Original Simple Mesh Can Holder

With a cold can inside, it felt nearly as cold as the plain can. I supposed it might as well also insulate the can like a cool version of one of those thick foam things, so that it might actually have some value. I added solid walls and ribs inside. The ribs reinforce the wall, which can comfortably be just 1 mm thick. The ribs also keep the walls from touching the can to form an insulating air gap with restricted air circulation. I retained the decorative cross-hatch texture on the outside, although it also lends some additional strength.

Walled Can Insulators

I used the Cura slicing software to convert the STL file to G-Code for printing with a layer height of 0.2 mm. On the print shown above on the right, the bottom curled up from the bed a little because my nozzle was a hair too high. I had also reduced the inside diameter to 66.5 mm and found the fit to be ideally snug. This goes to show how close the tolerance is; only 0.5 mm makes the difference between quite loose and quite snug.

I noticed that if the wall is widened to 1.5 mm thick, and Cura is told to slice with a single wall outline (Wall Line Count = 1), then the wall becomes two very thin concentric shells with sparse infill between them. That amounts to a second air layer for even better insulating properties. The blue print shown above has was made this way.

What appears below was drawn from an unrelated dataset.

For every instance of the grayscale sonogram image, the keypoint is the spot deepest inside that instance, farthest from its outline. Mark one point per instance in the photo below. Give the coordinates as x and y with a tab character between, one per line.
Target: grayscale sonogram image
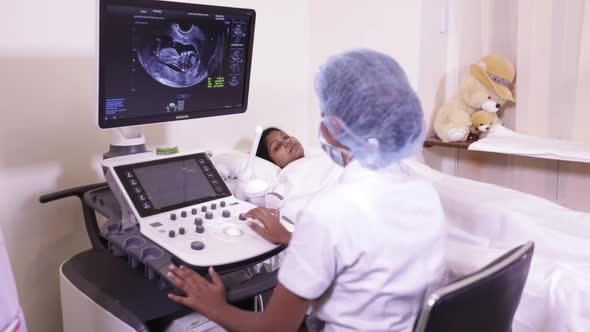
178	55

Finally, I thought the bottom of the can was begging for some text to be engraved on it, so I implemented a radial text module for OpenSCAD. OpenSCAD is currently weak in this area, as there is no way to query font metrics, so it’s impossible to find the widths of individual characters as needed to space them out proportionally. The first result using a naïve constant rotation angle approach looked terrible — characters like i and W very much need significantly different spacing.

I found a third party library developed by Alexander Pruss in 2018. It’s basically a giant table of font metric data that can be imported into OpenSCAD and some functions to look up detailed information on individual characters. To this library I added an extra function that gets the horizontal character offsets of each character in a line of text all in one go, which is far more efficient than retrieving the information one character at a time.

Radial Text on Bottom of Can Insulator

I printed the can insulator above with text engraved 2/3 of the way through the bottom. That was fine, but then I wondered about engraving the text all the way through. The problem is that certain glyphs contain holes where the center of the holes would be detached so they would fall out if printed. I was able to solve this problem by skewering those characters with vertical lines down the middle, and incorporated that feature into my radial text module. Some of the characters in question are “ABDOPQRabdegopq”, but I tried to include support for the Extended Latin code set. The percent sign (%) is an outlier. Here is a partial print I used to test radial printing with hole support.

The code for printing radial text is available in this repository:
and consists of

Note: this code uses function literals, a feature requiring OpenSCAD 2021.01 or later.

This can insulator is extensively parameterized with ~19 settings. Not only can the dimensions of different cans be accommodated, but details about the borders and texture can be tuned, as can the radial label text, font face and font size. When using OpenSCAD to open the file, be sure to check out the customizer window.

This object is available on Thingiverse here:
including all three of the needed .scad files and the rendered STL for a standard U.S. 12 oz (355 ml) soda can.